Huge income gap among regions makes it hard to set threshold
Chinese authorities on Monday denied that the country may raise personal income taxes on those earning more than 120,000 yuan ($18,460) a year, as netizens responded furiously to a possible tax increase on the country's emerging middle class.
Citing unnamed experts affiliated with the State Administration of Taxation (SAT) and the Ministry of Finance, the Xinhua News Agency on Monday reported that suggestions of higher tax rates for those residents with earning above 120,000 yuan per year misread the document and were mere rumors.
Despite the clarification, a document from the State Council, China's cabinet, that indicated a possible increase in income taxes had already resonated over the past few days.
The State Council document, released on Friday, was aimed at addressing issues such as "the lack of human capital accumulation," "difficulties in raising income" and creating a fair environment. But one paragraph that suggests adopting higher rates for high income earners drew attention.
The government should gradually establish a personal income tax system that combines both comprehensive and classified tax systems, further reduce the tax burden on middle and lower income earners, adjust incomes, and appropriately regulate the taxes of high income earners, the document said.
Many residents, particularly those in first-tier cities like Beijing and Shanghai, have raised concerns about any tax hikes and stressed high cost of living in these big cities.
Following the document's release, articles that suggested a raise in taxes for high income earners, who earn above 120,000 yuan a year have been widely shared on Chinese social media sites, and received comments expressing shock and disbelief over such a low threshold for higher incomes.
"Earning 120,000 a year is high? After all our daily expenses, with that income, we can't even afford a one-square meter home, and you are telling me that's high income," one netizen said on Weibo, a popular social media platform in China, on Monday.
Tax monitoring purposes
The 120,000 yuan per year level was pegged during reforms implemented in 2006, which required those falling under that category to file a report with taxation authorities, according to Li Wanfu, director of the Institute of Tax Science, a research arm of the SAT.
"People are putting two separate things together and spreading rumors," Li told the Global Times on Monday. "It was not set as a high income threshold in 2006, and certainly not now after 10 years."
And the threshold was merely established for tax monitoring proposes, not for determining tax rates for different income groups, according to Ma Caichen, a professor at the School of Economics at Nankai University.
Ma said the threshold set 10 years ago might be too low in first-tier cities, considering the rise in housing prices and other living standards, but "it is still a reasonable threshold compared to the national average."
"The working class is very concerned about any changes to their tax rates because it's their hard-earned money and they face very high stress living in the cities, and they should not pay higher rates," Ma said.

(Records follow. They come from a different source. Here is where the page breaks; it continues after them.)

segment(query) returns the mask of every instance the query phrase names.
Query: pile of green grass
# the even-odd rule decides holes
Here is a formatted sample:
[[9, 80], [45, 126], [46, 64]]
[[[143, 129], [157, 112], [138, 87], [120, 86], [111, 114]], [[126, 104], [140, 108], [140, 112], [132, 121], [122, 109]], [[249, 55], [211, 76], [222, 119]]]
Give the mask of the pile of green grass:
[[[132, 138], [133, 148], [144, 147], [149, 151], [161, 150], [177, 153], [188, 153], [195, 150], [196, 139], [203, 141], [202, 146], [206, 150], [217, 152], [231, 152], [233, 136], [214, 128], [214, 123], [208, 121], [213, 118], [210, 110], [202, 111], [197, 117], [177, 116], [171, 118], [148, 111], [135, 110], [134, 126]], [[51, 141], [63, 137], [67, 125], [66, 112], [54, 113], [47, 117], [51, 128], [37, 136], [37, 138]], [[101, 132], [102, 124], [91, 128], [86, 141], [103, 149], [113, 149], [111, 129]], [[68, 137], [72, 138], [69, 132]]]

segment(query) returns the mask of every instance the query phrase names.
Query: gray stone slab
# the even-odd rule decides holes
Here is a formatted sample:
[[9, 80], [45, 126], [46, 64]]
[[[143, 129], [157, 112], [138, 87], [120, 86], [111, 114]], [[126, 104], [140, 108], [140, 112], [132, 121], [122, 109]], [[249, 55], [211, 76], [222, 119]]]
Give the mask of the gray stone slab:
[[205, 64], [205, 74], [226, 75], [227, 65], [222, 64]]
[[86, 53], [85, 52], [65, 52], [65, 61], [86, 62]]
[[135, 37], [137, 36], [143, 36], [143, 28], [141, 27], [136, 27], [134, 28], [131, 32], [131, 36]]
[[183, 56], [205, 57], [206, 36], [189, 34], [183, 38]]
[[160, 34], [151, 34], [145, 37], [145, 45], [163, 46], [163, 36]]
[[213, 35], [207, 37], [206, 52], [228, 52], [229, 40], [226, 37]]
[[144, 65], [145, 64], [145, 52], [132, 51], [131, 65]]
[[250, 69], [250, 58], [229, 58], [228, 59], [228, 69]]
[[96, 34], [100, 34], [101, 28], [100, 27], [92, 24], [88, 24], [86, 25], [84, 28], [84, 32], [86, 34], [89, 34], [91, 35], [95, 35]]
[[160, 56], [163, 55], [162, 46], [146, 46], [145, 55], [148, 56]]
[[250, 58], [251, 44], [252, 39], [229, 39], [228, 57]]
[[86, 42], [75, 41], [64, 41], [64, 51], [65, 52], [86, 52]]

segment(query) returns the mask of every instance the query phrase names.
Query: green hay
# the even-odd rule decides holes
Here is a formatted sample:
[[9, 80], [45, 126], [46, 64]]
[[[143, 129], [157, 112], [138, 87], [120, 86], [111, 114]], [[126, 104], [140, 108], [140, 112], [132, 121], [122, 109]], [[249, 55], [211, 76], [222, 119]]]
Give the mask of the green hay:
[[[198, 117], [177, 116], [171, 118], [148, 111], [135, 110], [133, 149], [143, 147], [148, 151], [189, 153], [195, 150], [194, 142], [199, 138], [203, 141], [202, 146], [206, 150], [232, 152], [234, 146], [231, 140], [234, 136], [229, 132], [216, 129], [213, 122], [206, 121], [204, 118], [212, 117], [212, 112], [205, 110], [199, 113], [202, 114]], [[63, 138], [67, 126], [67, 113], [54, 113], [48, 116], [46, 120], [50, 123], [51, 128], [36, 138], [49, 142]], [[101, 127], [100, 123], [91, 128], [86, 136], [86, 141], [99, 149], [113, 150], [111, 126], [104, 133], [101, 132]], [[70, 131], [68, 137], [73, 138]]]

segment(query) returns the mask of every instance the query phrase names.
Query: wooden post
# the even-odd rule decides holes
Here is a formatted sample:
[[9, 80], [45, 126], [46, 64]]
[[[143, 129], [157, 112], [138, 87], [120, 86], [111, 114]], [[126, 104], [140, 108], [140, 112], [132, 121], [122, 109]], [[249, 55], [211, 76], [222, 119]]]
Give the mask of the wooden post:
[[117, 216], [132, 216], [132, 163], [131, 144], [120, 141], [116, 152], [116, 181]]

Ma said that given the huge income gap among different Chinese cities, it is impossible for the country to set a specific threshold for high income earners that fits the whole country. "For example, 120,000 yuan per year in Beijing might be quite low, considering rising housing prices and other living standards, but in Qinghai Province, that's a lot," he said.
But this is just a threshold tax authorities want to monitor, not for implementing higher tax rates, so "it is still a reasonable threshold on the national level," he said.
But this is part of the tax reform, and the overall trend is to ease the burden on middle income earners, according to Ma. He further suggested that the income tax threshold be adjusted based on changes in prices.